Our Church does not share the kind of platform enjoyed by Feminists for Life”. It speaks out of a context widely regarded by many Catholics and non-Catholics, as opposed to the modern advances of women. Its denial of the abortion freedom is regarded as just one more of many anti-women attitudes and policies of our Church. A mother was asked, “How many sacraments are there?” “Seven for boys,” she answered, “and six for girls”. Not only is a woman’s ordination to priesthood out of the question. John Paul II forbad even any discussion of the topic. At a time of great shortage of priests, our Church imports priests from other countries, who frequently lack the language ability or cultural sensitivity for ministry here. Laymen, some retired, some still occupied with their profession or business, are ordained as deacons. They baptize, perform marriages, preach from the pulpit, have an ordained role in liturgies. Our religious sisters with a rich history in the life of our nation, with scholarly degrees, substantial experience in teaching and spiritual counseling, and with appropriate language and cultural skills cannot baptize, witness marriages, preach in the pulpit, or have a role in liturgies.

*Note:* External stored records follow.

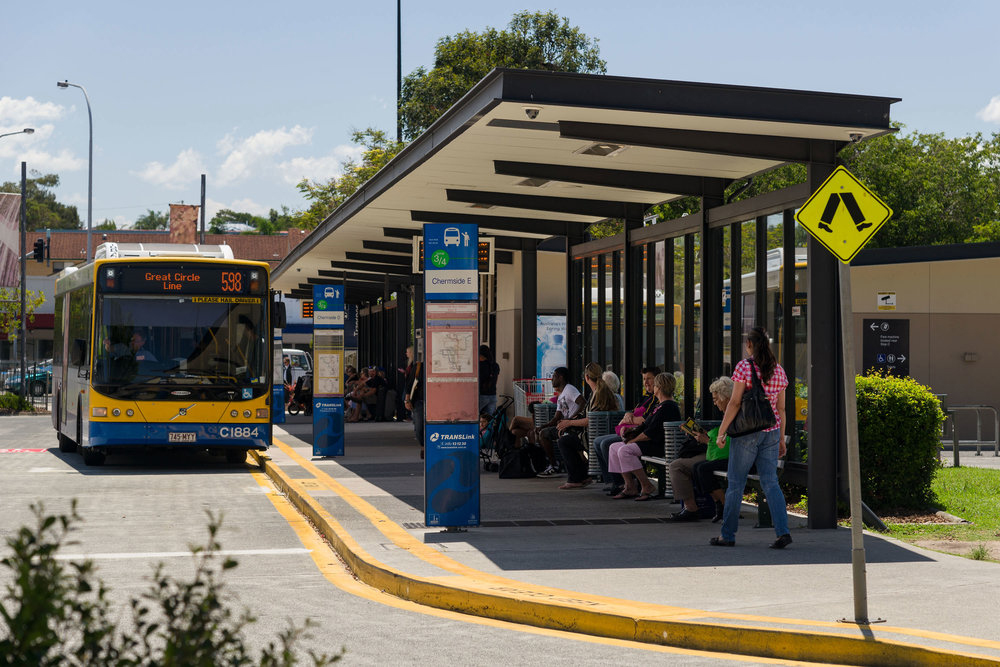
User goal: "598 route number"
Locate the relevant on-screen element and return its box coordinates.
[219,426,260,438]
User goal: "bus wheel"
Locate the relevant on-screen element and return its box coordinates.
[83,447,107,466]
[226,449,247,463]
[59,433,76,454]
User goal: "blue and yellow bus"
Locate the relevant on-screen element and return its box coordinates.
[52,243,283,465]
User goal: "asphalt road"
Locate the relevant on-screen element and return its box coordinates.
[0,416,784,665]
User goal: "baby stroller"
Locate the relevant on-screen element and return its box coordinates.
[479,395,514,472]
[287,375,312,415]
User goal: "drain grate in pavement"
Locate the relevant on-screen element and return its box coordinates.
[403,516,670,530]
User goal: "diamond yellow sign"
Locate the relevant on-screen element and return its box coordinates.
[795,167,892,264]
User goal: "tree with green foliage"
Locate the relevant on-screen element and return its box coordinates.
[132,209,170,232]
[399,11,606,140]
[208,206,295,234]
[841,132,1000,248]
[0,171,81,231]
[293,127,406,229]
[0,287,45,340]
[0,501,343,667]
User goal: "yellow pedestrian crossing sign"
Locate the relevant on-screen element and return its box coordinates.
[795,167,892,264]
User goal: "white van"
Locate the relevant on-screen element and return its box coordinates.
[281,348,312,386]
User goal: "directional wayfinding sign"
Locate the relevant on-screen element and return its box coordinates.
[424,223,479,301]
[795,167,892,264]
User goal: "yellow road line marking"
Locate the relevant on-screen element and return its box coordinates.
[250,471,817,665]
[267,439,1000,665]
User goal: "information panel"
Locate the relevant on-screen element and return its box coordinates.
[424,423,479,526]
[861,319,910,377]
[424,303,479,424]
[312,285,344,456]
[424,224,479,301]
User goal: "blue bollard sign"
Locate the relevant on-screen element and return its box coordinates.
[312,285,344,456]
[424,424,479,526]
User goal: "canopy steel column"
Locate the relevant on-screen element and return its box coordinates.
[566,230,590,378]
[648,243,666,374]
[601,250,616,373]
[575,257,596,374]
[614,207,643,406]
[781,208,800,450]
[753,215,775,328]
[729,222,743,375]
[807,163,843,528]
[521,239,538,378]
[587,254,608,366]
[683,234,695,417]
[698,197,723,419]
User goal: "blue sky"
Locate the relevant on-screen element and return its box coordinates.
[0,0,1000,226]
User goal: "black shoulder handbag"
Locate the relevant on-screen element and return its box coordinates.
[726,361,777,438]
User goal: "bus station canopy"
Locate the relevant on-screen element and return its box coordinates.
[272,69,899,298]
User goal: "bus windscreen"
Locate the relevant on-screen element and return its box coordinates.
[93,292,271,401]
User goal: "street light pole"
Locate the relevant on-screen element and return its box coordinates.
[56,81,94,260]
[0,127,35,139]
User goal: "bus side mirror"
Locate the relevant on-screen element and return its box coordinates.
[69,338,87,366]
[271,301,288,329]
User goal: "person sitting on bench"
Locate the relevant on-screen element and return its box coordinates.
[670,376,733,523]
[608,373,681,501]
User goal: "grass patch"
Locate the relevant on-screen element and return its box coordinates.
[889,468,1000,542]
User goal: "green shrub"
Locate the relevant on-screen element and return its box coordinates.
[0,392,31,412]
[0,502,342,667]
[857,373,944,509]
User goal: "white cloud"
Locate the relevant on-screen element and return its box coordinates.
[17,148,87,174]
[278,144,364,185]
[132,148,207,190]
[0,96,65,126]
[205,197,271,223]
[215,125,313,186]
[976,95,1000,124]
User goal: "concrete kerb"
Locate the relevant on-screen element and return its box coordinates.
[251,451,1000,666]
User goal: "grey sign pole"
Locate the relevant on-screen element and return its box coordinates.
[839,262,869,625]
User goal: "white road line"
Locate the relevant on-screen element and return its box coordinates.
[55,548,312,560]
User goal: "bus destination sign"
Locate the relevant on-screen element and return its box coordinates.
[99,263,265,296]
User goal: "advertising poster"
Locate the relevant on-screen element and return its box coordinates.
[312,285,344,456]
[424,423,479,526]
[0,193,21,287]
[424,303,479,424]
[535,315,567,378]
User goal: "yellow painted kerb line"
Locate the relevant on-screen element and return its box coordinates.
[253,440,1000,666]
[250,472,816,665]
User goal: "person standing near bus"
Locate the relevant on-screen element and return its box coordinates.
[403,345,424,458]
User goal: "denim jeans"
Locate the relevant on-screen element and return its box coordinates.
[594,433,622,484]
[722,429,788,541]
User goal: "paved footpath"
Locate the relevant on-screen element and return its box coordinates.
[262,416,1000,665]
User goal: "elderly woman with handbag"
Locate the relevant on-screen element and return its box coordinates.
[709,327,792,549]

Altar girls have been permitted only in recent years but are still banned in many dioceses. Women unlike men cannot be formally installed as lectors. Pope John Paul II, in his many writing, including the encyclical “On the Dignity of Women”, praises women but invariably insists “on the complementarity of their roles”. It was JP II who sat in stony silence on his 1979 visit here while Sister Theresa Kane respectfully addressed him on the role of women.
Women have broken the glass ceiling in business and the professions, They are CEOs, judges, senators, governors of states, physicians, surgeons, and professionals in all fields. Congresswoman Nancy Pelosi spoke of breaking the marble ceiling on her election as the first woman Speaker of the House of Representatives. Aside from St. Paul’s “There is neither Jew nor Greek; there is neither slave nor free; there is neither male nor female. For you are all one in Jesus Christ.” Aside from matters of justice; aside from failing to utilize in a time of need fully one half of our constituency, there would be the not inconsiderable benefit for our Church having a more credible context out of which to present our pro-life message. We are perceived as holding an outmoded patriarchal ideology of which being anti-abortion is a part. Our pro-life position need not carry this burden. By applauding the salutary advances of women in our society, we provide ourselves with a context out of which we speak in more persuasive tones.

By breaking the stained glass ceiling in our Church, our pro-life voices come out of a far more acceptable context.